O conselheiro Marcelo Spilki assumiu a presidência de uma Agência Estadual de Regulação dos Serviços Públicos Delegados do Rio Grande do Sul (Agergs) recheada de desafios, mas um em especial para 2026: o valor repassado pela Agência Nacional de Energia Elétrica (Aneel) para o ano que vem será insuficiente para que a agência mantenha o nível de fiscalização das concessionárias de energia elétrica que foi empregado durante este ano. A esperança do conselho superior da agência é negociar para manter, ao menos, a mesma cifra repassada em 2025.
“Há um valor que é ajustado todo início de ano. Diante desse valor disponível, nós montamos um quadro de serviços de fiscalização de energia elétrica que serão prestados. E a Aneel nos impõe um limite em razão de um contingenciamento que existe hoje nas agências federais. Nós recebemos agora um valor que vai ser insuficiente para o ano que vem. Estamos negociando com a Aneel para aumentar um pouco esse valor, para pelo menos manter aquilo que foi nos repassado ao longo de 2025”, afirmou Spilki, após sua cerimônia de posse.

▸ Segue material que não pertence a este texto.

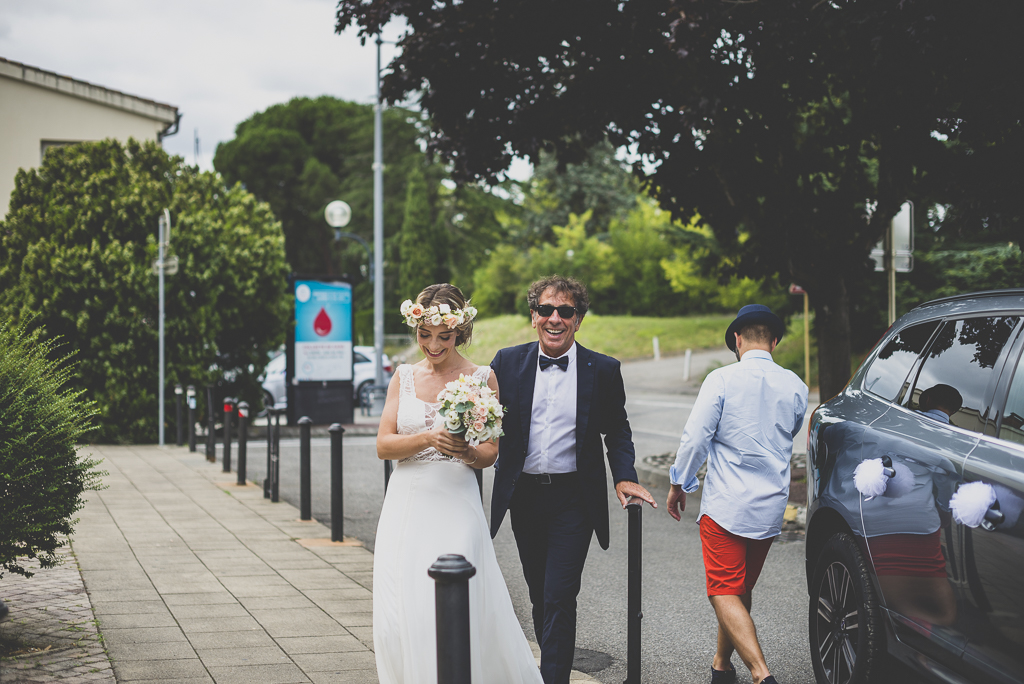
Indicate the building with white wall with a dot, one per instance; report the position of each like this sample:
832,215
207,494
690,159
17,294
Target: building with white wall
40,110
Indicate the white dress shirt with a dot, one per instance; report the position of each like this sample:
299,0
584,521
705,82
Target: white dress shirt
552,423
743,422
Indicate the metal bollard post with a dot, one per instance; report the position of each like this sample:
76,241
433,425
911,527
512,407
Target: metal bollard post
228,413
243,440
190,398
337,484
179,426
211,437
275,466
635,574
305,506
269,452
451,573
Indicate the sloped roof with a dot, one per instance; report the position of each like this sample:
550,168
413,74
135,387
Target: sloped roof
83,89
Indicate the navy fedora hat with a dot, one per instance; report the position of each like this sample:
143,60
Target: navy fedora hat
752,314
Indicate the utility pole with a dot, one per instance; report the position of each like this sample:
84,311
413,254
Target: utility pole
379,226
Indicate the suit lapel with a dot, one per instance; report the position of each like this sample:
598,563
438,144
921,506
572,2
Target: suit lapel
527,375
586,374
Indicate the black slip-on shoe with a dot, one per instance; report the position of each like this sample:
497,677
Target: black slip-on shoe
723,676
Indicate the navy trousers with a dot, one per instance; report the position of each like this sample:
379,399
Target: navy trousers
553,535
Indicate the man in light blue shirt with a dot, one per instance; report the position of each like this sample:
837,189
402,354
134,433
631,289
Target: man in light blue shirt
743,423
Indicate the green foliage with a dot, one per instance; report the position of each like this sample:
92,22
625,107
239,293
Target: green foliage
422,246
76,252
42,476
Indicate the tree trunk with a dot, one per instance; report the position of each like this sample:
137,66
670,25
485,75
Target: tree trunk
832,324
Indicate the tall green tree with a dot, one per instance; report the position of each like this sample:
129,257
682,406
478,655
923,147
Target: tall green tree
422,246
76,250
798,125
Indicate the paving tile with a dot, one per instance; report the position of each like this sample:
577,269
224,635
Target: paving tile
134,671
335,661
150,651
194,625
243,639
322,644
261,674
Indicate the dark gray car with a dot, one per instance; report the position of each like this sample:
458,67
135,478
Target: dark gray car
914,544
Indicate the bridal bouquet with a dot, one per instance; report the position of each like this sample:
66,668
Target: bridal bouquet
470,409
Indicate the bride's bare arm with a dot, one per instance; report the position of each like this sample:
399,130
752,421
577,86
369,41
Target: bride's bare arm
394,446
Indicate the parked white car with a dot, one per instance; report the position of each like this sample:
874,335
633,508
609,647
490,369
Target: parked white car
363,376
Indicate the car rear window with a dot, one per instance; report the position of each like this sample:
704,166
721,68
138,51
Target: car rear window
1012,427
963,357
888,372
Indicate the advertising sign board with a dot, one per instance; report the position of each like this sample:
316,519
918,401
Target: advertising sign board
323,331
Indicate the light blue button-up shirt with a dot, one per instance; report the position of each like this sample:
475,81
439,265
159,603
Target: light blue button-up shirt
743,423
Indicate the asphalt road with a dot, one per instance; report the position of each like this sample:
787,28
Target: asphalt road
679,627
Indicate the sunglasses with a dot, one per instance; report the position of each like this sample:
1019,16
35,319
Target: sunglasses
544,310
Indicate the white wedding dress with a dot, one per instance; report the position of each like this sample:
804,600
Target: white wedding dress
432,507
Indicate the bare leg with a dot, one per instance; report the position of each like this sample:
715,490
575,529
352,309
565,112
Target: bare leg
734,621
723,655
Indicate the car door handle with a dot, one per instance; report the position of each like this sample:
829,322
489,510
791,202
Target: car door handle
993,517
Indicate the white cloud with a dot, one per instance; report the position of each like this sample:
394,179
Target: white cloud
217,60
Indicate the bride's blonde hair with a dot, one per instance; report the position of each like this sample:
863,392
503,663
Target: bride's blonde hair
445,293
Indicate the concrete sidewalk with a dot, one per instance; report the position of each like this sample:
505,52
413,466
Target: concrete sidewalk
195,579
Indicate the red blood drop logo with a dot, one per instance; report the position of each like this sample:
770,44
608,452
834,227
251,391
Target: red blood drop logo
322,324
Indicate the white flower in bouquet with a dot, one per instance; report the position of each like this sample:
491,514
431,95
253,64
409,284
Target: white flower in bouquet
470,409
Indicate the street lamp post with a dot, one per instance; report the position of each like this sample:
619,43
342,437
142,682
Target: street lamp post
379,226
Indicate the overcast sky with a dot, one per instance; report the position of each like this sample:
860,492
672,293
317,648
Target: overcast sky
217,60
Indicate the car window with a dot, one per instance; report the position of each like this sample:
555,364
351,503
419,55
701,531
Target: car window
958,368
1012,427
888,372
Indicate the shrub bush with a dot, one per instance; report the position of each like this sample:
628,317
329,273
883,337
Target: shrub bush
42,475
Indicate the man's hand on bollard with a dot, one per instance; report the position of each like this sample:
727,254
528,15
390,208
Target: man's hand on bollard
626,488
676,498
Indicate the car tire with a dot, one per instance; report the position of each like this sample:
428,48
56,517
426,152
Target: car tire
842,592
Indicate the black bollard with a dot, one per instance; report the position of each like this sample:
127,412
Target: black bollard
634,581
275,469
178,424
228,414
305,506
269,452
451,573
211,437
243,440
190,398
337,484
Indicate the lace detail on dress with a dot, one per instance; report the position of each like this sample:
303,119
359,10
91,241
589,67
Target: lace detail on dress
413,419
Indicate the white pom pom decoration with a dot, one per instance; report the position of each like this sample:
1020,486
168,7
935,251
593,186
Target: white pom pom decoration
970,503
901,483
869,478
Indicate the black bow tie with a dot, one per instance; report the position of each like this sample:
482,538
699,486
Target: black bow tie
562,362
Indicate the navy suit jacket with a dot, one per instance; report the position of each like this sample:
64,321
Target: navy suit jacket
600,410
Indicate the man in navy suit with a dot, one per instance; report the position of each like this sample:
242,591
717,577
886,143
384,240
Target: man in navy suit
559,398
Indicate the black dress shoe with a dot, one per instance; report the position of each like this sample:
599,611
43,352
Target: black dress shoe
723,676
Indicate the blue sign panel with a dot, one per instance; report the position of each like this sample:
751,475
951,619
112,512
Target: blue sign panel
323,331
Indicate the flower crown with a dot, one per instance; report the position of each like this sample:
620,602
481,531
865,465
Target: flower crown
417,314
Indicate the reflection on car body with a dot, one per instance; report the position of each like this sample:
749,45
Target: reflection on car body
934,564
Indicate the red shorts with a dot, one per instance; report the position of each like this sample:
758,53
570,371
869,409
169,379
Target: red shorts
908,555
732,563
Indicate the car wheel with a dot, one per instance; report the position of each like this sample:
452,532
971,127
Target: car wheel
845,622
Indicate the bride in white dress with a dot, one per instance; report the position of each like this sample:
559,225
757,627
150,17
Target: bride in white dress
432,507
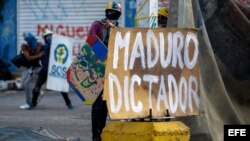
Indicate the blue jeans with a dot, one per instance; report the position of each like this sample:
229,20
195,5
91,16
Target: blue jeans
98,116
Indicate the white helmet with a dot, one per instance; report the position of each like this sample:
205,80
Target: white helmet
47,32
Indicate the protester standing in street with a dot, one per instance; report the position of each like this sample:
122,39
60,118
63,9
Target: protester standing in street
42,75
32,51
101,29
162,17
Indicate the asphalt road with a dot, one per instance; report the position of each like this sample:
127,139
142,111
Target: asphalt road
51,113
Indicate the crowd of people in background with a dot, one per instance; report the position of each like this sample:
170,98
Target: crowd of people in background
35,75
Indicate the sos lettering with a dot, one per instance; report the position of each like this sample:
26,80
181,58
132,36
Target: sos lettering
59,71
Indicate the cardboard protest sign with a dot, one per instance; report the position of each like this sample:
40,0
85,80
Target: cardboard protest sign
86,73
155,69
59,62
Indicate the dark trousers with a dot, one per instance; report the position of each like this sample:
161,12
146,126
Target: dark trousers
42,78
98,117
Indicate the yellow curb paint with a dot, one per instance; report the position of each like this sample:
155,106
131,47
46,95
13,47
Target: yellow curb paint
146,131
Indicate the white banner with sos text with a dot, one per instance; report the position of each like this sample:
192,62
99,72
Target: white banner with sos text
60,59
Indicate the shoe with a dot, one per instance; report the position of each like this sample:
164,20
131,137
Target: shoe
26,107
70,106
40,96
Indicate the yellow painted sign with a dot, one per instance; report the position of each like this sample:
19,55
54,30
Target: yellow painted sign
155,69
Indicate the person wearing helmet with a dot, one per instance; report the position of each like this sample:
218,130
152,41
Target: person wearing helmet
162,17
32,51
101,29
42,75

“Para 2026, temos um problema que é não saber nem da continuidade de como vai ser, porque o valor que foi disponibilizado hoje não é suficiente para que façamos o mesmo que foi feito no ano de 2025. Estamos tentando elevar esse valor”, completou.
Spilki assume a sucessão da então presidente Luciana Luso de Carvalho com a missão de completar o quadro da Agergs, cuja capacidade máxima foi ampliada de 73 para até 160 servidores, após a reestruturação da agência. Ainda assim, a agência tem dificuldade na manutenção e atração de novos quadros. “Mesmo que a lei aprovada há um ano tenha definido um quadro maior para a agência, temos dificuldade de conseguir as contrações, é um processo lento. Quando se materializa, muitos nomeados acabam não tomando posse, porque passaram em outro concurso ou acabaram não esperando a oportunidade de trabalhar na Agergs”, afirmou Spilki.
Por isso, as primeiras ações do novo presidente serão no sentido de suprir essa defasagem. “Temos que buscar ferramentas que aumentem a eficiência produtiva da Agergs, como a contratação de consultorias externas privadas, que auxiliem o trabalho da agência, sempre evitando invasão de competências nas atividades dos servidores. Já pedi na semana passada para que os diretores fizessem levantamento de áreas que pudéssemos ter consultorias nos acompanhando”, disse o conselheiro.
Além disso, a realização de um concurso público também está na mira. “Já pedi para abrir um processo para um novo concurso. Sabemos que há restrições por conta da lei eleitoral para nomeação, mas abrir processo de concurso, contratar banca e até fazer as provas não tem problema nenhum. Pretendemos fazer isso.”